Disappearing Boundaries

Getting outside of the box.

        Trying very hard.

Where is my body in this box?

                Trying very hard to think.

All I see, all I feel, is my head.

                       Trying very hard to think a thought.

The thoughts           bounce        all around        “in the box.”

Where is my body?

There is no body "in the box"

                      Trying hard no more.

                               The box is no more
             
                                        Than a shape in my body.

—Les

You Are Too Impressionable

"Be still and know that I am God"—Psalm 46:10 
(Illustration for book)

Bruce asked me to go to church with him. Both of my neighbors that I played with went to church every Sunday. They never asked me to join them. Why? Bruce did. I asked my mom. She was taking clothes out of the dryer, and I stood by the door of the utility room. I was framed by the doorway. We were about the same size since she was hunched over getting out the clothes and putting them into a wood clothes basket with wire handles.

“Mom,” I asked, “can I go to church with Bruce on Sunday.” “No,” she said. “Why,” I asked. “Because you are too impressionable.”

My mom was the expert on me, yet I was an Island.  I picked “Island” because I wanted my initials to be “K.I.M.” She named me after the character in Rudyard Kipling’s book, Kim, where the character by the same name was independent and resourceful at an early age. She wished me to be independent, yet insisted she knew me (and others) better than I knew myself. Could we expect less from a psychiatric social worker, raised on Freud?

I couldn’t argue with her because words were not my forte. I felt disconnected from her. As I look back, I see that I had come from a different time and place. I was her son in this life. I was tied to her, but yet what I’m seeing now is the opposite. I was not her son. I had something in me that yearned to understand the mystery of life.

I believed that Hell was behind the fence at the Catholic Church a block away. I couldn’t see beyond the solid brick fence, and I imagined a deep pit inside that went on forever. I later went to that church and marveled at the Latin that the priest recited. I felt that I had time traveled to a place that felt very familiar.

Behind me, in that kitchen, was a man. My mom could not see him and I did not know he was there. He was the witness to my life. I called him up today and asked him how my mom’s “you’re too impressionable” affected me for my soon to be 70 years.

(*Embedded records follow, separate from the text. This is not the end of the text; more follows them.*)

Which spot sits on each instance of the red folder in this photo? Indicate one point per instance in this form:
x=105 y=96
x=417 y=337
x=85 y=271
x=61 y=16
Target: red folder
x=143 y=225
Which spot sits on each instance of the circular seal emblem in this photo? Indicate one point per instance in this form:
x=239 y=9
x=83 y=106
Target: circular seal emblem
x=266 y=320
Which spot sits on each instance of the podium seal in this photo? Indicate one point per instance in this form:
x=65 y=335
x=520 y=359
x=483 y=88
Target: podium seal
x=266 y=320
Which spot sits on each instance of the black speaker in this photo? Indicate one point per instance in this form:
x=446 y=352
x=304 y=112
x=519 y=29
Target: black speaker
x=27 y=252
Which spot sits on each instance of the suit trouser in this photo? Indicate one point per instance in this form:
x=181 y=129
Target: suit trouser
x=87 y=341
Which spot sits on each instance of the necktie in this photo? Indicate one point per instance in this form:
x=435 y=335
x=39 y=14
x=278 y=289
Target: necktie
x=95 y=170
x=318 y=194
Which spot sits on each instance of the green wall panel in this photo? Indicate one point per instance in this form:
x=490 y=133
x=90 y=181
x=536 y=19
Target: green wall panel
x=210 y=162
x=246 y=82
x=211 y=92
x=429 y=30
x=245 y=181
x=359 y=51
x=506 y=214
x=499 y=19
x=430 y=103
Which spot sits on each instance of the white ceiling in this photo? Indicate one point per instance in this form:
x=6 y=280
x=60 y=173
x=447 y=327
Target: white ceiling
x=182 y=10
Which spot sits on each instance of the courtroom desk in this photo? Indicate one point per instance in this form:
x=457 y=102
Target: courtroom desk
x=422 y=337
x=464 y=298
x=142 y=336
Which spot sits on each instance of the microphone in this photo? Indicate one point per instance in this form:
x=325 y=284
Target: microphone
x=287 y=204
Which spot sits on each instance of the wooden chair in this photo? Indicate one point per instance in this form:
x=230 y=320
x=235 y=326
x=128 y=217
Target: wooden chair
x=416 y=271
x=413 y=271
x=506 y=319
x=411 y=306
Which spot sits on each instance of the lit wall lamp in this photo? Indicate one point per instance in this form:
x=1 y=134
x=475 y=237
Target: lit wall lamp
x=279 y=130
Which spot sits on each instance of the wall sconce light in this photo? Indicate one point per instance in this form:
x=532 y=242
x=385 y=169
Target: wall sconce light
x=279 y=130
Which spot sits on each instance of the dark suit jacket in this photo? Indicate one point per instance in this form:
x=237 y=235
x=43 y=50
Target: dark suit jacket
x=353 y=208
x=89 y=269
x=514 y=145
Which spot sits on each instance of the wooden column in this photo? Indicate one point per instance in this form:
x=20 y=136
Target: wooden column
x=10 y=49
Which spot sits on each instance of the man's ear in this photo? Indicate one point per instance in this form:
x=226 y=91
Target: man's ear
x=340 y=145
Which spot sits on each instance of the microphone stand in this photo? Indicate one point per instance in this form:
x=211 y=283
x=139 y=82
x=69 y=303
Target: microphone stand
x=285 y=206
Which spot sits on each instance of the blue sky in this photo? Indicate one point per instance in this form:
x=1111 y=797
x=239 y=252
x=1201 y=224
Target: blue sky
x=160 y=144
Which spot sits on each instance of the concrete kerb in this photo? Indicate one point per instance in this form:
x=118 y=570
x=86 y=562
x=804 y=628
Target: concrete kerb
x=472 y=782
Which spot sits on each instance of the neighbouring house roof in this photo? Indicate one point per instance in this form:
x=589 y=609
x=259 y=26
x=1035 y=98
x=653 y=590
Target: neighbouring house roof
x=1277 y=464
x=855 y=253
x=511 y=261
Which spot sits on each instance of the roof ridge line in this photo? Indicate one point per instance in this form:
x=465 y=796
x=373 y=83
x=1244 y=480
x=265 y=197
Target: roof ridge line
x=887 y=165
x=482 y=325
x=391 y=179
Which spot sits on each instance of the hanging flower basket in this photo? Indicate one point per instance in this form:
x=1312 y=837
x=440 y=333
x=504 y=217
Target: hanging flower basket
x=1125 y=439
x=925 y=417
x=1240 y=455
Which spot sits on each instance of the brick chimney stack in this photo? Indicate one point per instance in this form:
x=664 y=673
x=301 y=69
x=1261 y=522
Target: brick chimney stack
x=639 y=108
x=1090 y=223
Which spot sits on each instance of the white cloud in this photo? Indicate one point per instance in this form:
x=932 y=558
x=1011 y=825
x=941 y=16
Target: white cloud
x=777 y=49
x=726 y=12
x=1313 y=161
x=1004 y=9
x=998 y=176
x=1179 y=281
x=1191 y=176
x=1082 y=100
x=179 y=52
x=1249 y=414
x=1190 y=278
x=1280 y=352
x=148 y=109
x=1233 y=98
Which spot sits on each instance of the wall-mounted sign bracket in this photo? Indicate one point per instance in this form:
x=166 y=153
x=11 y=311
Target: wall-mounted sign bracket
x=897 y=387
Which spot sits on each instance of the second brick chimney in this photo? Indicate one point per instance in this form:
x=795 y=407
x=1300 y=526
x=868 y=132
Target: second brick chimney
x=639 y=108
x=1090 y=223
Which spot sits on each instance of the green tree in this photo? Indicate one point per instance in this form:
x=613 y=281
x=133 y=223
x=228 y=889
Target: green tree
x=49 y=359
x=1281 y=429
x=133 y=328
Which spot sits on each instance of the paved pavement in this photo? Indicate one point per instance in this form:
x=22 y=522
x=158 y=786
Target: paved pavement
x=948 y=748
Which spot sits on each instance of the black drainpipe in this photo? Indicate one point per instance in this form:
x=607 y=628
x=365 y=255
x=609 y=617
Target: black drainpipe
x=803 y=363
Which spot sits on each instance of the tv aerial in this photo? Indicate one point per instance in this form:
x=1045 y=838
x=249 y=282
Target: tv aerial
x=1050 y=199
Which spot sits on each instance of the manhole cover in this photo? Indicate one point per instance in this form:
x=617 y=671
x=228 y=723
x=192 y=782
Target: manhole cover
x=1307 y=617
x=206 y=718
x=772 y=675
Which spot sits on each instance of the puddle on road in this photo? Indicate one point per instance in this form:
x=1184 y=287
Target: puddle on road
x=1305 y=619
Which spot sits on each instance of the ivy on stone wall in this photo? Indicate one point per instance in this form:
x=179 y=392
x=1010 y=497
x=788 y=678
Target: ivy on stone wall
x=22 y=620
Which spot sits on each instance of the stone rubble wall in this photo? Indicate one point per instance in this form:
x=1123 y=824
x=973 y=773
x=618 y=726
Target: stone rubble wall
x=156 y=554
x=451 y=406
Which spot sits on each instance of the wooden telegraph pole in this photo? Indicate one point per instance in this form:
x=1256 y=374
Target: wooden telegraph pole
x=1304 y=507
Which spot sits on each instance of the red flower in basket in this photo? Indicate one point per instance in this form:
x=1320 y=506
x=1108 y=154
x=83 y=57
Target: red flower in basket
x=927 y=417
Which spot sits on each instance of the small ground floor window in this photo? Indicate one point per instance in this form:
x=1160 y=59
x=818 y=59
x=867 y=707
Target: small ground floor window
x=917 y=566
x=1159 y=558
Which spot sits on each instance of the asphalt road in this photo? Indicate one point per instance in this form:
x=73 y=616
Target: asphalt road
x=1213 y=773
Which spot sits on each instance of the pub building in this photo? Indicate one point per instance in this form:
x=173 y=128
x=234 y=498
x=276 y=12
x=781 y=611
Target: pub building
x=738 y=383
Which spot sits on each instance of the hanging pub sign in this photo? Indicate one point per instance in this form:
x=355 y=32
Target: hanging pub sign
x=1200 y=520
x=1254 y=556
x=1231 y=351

In Zen, we talk about needing to step off a 100-foot pole. We need to give ourselves to something beyond reason. It is the important orgasm that we are all afraid of reaching. Somehow my mom was right. I was too impressionable. But now I realize it wasn’t to new experiences, but rather to finding out who I was. I feel like the adopted kid who wasn’t allowed to meet his real parents. It touched me deeply in one of the Carlos Castaneda books that Don Juan decided to trash his last name. That's where we came from, but not who we are. In the same way, The Prophet, by Gibran talked about how
“Your children are not your children.
They are the sons and daughters of Life’s longing for itself.
They come through you but not from you,
And though they are with you yet they belong not to you.”
The man behind me touched my shoulder. I was walking down State Street in Chicago and he pinched my arm. I thought at the time he had shot heroin into me, and that I’d somehow know where to get my next fix. But no, he was telling me something different. Remember who you are. Remember who you are. Remember who you are. I say that three times because we didn’t do that last night reading something Buddha wrote that it was suppose to be written three times, perhaps as a mnemonic device to help us remember it.

I used art all my life as a means to tell people who I was and what I was feeling. Yet, it wasn’t enough, because I had kind of figured that out and it (or me) seemed like a closed system.

What I was looking for was something very very very big. Something that encompassed everything. The next week I went to six churches.

And years later, my mom would tell us of her extensive conversations she’d have with the black birds that would come to her kitchen window.